Yes, TFS mentions that.
It also looks more like an automata
The singular form is "automaton"; "automata" is plural, and is the name of the book on the subject by Heron of Alexandria (circa 1st century).
Robots are automata.
The International Standards Organisation defines robots as programmable machines with at least three degrees of freedom. That falls within the scope of Heron's automata.
Around the 16th century, when Heron's book was translated into Italian, androids (automata that looked like people, what today we might call animatronics, or puppets) became popular with show people. Those who built and operated them were known as necromancers. (Although at least one Christ-shaped temple machine was in operation since the late middle ages.)
The word "robot" is younger, of course, as the fine summary mentions, and in Capek's play it didn't refer to automata, but rather to mass-produced variants of Frankenstein's creature. (From the book, not the Hammer Films adaptation, which is very different, and also quite a bit later.) In his books, Isaac Asimov distinguished between androids (made from organic tissue like Frankenstein's creature and Capek's robots) and robots (ambulatory positronic computers, sometimes humaniform).
The Golem of Prague also perfectly fits the description of a robot, although it is centuries older than the word.

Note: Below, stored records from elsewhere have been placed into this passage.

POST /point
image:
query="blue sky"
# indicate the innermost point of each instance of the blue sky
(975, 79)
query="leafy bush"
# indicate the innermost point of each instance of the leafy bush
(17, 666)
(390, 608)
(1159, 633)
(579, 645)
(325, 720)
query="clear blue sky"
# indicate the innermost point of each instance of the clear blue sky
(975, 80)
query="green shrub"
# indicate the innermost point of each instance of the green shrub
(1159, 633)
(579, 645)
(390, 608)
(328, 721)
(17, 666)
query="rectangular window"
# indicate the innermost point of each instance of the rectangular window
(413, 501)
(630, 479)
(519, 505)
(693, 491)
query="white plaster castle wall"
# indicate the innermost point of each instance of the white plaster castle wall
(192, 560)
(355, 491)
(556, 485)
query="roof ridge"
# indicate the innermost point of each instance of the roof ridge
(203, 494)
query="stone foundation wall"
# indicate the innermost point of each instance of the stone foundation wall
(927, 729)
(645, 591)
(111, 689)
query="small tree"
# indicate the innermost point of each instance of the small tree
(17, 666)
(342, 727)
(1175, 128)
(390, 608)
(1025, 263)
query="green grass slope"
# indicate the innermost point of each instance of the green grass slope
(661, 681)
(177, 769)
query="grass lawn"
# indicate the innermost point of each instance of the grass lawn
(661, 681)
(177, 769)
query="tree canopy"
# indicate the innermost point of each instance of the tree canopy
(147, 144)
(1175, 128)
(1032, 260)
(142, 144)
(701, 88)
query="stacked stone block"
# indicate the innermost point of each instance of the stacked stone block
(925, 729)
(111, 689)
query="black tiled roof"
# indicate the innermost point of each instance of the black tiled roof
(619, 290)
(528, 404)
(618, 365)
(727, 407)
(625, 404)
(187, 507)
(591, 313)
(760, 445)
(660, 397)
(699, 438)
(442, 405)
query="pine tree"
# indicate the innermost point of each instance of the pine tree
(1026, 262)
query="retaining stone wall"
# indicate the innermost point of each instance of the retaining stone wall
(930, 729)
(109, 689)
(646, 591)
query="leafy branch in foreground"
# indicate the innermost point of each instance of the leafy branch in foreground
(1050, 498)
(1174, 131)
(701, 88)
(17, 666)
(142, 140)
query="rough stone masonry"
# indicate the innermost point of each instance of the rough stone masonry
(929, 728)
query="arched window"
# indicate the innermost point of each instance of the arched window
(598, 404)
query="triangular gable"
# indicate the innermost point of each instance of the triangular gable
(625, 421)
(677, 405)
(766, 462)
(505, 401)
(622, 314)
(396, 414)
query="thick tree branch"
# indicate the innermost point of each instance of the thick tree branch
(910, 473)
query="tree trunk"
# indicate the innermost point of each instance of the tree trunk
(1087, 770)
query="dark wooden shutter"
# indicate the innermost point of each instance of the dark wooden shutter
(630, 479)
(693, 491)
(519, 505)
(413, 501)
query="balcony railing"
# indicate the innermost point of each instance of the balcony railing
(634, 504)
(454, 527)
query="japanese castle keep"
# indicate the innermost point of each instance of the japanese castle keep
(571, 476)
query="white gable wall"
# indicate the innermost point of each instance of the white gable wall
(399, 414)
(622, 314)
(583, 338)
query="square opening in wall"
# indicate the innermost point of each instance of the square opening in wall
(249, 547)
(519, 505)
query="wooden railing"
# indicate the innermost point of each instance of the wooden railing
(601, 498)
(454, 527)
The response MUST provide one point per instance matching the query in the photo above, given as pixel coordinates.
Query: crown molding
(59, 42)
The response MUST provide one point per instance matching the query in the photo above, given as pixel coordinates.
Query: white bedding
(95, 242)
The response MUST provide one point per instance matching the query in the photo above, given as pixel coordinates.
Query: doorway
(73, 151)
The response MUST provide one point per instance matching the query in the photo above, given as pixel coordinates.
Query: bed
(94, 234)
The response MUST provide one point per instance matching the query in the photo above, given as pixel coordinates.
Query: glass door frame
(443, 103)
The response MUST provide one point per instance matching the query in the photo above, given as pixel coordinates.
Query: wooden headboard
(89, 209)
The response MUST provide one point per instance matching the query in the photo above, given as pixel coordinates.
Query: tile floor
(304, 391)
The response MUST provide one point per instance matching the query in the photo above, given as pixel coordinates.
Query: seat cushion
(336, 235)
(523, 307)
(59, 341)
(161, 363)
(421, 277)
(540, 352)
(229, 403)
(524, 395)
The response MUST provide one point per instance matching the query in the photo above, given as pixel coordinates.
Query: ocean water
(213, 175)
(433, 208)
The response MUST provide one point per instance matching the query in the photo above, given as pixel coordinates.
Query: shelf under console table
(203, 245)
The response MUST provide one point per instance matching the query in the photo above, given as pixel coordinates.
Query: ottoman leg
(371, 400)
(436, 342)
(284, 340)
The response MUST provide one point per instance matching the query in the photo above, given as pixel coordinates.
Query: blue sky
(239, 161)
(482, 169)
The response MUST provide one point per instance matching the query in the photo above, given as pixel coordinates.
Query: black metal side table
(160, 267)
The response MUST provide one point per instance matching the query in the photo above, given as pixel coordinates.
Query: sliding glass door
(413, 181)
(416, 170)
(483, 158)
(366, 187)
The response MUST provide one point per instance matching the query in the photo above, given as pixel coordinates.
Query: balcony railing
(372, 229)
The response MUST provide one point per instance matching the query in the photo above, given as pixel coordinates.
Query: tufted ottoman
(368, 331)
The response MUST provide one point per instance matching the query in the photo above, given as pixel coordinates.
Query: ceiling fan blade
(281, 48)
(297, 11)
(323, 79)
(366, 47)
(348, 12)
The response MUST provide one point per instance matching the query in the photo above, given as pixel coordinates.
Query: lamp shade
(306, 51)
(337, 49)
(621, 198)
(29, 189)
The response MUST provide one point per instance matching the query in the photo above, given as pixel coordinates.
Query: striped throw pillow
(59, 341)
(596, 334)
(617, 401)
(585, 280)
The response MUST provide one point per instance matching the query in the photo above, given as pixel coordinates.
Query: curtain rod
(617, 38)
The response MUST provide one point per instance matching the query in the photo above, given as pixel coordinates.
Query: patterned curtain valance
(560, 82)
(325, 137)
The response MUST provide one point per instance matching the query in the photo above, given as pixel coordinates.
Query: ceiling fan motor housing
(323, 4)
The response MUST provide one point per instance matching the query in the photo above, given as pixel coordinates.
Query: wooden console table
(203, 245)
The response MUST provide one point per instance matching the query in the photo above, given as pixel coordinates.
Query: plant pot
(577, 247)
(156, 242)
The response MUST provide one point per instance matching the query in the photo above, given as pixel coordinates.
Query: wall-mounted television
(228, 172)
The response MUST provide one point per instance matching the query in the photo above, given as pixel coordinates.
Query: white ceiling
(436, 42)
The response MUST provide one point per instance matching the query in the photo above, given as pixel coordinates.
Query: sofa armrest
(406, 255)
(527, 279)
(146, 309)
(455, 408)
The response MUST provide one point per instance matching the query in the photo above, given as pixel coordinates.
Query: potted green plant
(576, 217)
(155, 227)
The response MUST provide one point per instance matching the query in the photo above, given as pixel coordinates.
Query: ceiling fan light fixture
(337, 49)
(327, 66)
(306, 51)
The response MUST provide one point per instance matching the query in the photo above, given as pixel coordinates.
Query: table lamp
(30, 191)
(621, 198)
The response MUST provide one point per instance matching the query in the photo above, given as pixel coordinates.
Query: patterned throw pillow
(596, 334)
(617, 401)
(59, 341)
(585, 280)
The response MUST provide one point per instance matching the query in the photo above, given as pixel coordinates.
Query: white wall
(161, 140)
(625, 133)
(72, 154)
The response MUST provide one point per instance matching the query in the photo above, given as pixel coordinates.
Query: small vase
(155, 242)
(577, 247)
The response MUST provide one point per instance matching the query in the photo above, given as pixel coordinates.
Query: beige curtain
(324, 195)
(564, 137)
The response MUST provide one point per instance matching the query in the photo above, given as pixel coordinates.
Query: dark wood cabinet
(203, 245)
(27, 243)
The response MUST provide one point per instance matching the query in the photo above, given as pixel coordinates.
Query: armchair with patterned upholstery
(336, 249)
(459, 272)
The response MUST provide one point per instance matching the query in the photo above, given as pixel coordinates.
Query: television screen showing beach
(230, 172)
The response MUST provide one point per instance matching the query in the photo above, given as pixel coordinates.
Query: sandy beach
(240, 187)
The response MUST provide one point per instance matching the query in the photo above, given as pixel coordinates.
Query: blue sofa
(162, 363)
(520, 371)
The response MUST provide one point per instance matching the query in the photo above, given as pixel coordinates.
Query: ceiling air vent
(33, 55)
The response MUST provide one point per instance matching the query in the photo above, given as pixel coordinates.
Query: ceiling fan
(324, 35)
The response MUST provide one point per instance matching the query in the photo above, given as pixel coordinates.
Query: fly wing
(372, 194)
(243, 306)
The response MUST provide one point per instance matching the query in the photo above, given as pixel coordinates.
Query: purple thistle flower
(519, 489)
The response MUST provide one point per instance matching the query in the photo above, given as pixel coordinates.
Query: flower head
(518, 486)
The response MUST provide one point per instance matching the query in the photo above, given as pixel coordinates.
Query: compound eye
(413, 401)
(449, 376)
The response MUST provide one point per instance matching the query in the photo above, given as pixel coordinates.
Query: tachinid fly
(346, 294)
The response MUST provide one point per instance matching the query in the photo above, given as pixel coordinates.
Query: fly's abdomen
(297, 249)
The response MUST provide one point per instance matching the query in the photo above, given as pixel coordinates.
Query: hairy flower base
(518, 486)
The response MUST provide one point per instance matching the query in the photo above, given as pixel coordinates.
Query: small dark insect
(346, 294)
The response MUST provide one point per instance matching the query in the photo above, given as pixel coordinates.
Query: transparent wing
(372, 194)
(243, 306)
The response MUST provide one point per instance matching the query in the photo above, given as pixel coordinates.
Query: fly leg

(The word "golem" meant someone who does menial tasks. That particular golem happened to have been a programmable machine, made from clay in an imitation of the story of Genesis, so a sophisticated form of necromancy. Although there is no evidence that the story isn't science fiction.)
There's an even older story from China, about a puppet that is so human-like that the king doesn't believe that it isn't a human, until the creator dismantles his work to prove it, destroying it in the process.
Going further back, Hesiod describes the Greek god Hephaistos (Vulkan in the Roman adaptation) as creating different kinds of automata, including tables that move around by themselves, and even a sex bot made from gold. (The story of Pygmalion probably doesn't count, it's just about a life-like statue that miraculously comes to life.)